Okuduğunuz
şiir
25.8.2025 tarihinde günün şiiri olarak seçilmiştir.
Sobe
Seher neşveli yarınım, Çizgisiz bir gül gibi gürler beşeri gülücüklere.
Beyaz bir güneşte doğayım sana, Saçımda efil efil kar, hırkamda suskunluğun nemi. Ayazlanan dudaklarımı bir ocakla ısıt, Tenimde su benekleri… Büyük bir ezginin dilinde, Sıcak çayın buğusunda hayallere yelken açalım.
Gözlerinin heyecanını aksettiren meclada, Bir akşam çavlanı gibi, Huyuma akıp ahenklenen yüreğimde. Gölgeye sinmiş bir lavanta hüznüyle, Sükutla örter içimdeki dilsiz namları.
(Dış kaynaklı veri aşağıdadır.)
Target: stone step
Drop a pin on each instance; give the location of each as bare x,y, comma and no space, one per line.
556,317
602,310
En alaca kırmızılığında lebinin, Söküp atalım aklımızdaki görünmez duvarları. Tavrına mor ağaçların gülünü gizleyelim, Lav renkli hecelerin oyununda mahzun bir nevâ sızar içime. Gönlümün kenzinde saklı kalan o çocuk, Hicranı usulca sobe eder.
Vuslatın sayfası çalınır gam telimden, Bir serabın eşiğinde titrer tahayyülüm.
Derin denizlerin kalbinde, inci gibi parıldayan koylarda, Ben daima limana bağlı, Saf bir yelkenlinin hayalini taşırdım. Tuzlu nefesini kavurmak için, Sana kendi ördüğüm ışıkları bahşedeyim.
Ezgi ve nağmeler sürgünü müntesibinde şah eder, Gönül defterinin ilk yaprağında fısıltılar eser. Aheng ile dokunmuş rüzgârın lezzetinden sözler, Benimle saklan, gizlice, vakit üstü bir rüyada.
(c) Bu şiirin her türlü telif hakkı şairin kendisine ve/veya temsilcilerine aittir. Şiirlerin izin alınmadan kopyalanması ve kullanılması 5846 sayılı Fikir ve Sanat Eserleri Yasasına göre suçtur.
Şairin gönül defteri kelimelerin kendini olduğu gibi bırakabildiği ender mahzenlerden biridir. O defter sadece mürekkep ile dolmuyor. Orada hüznünle var olmuş hatıralar, vuslatın özlemiyle kararmış sayfalar, tebessümle kıvrılmış satırlar da vardır. İşte orada çoğu zaman bir çocuk “sobe” diye fısıldar karanlığa, kimi zaman mor ağaçların gülünü saklar bir kıvrımında.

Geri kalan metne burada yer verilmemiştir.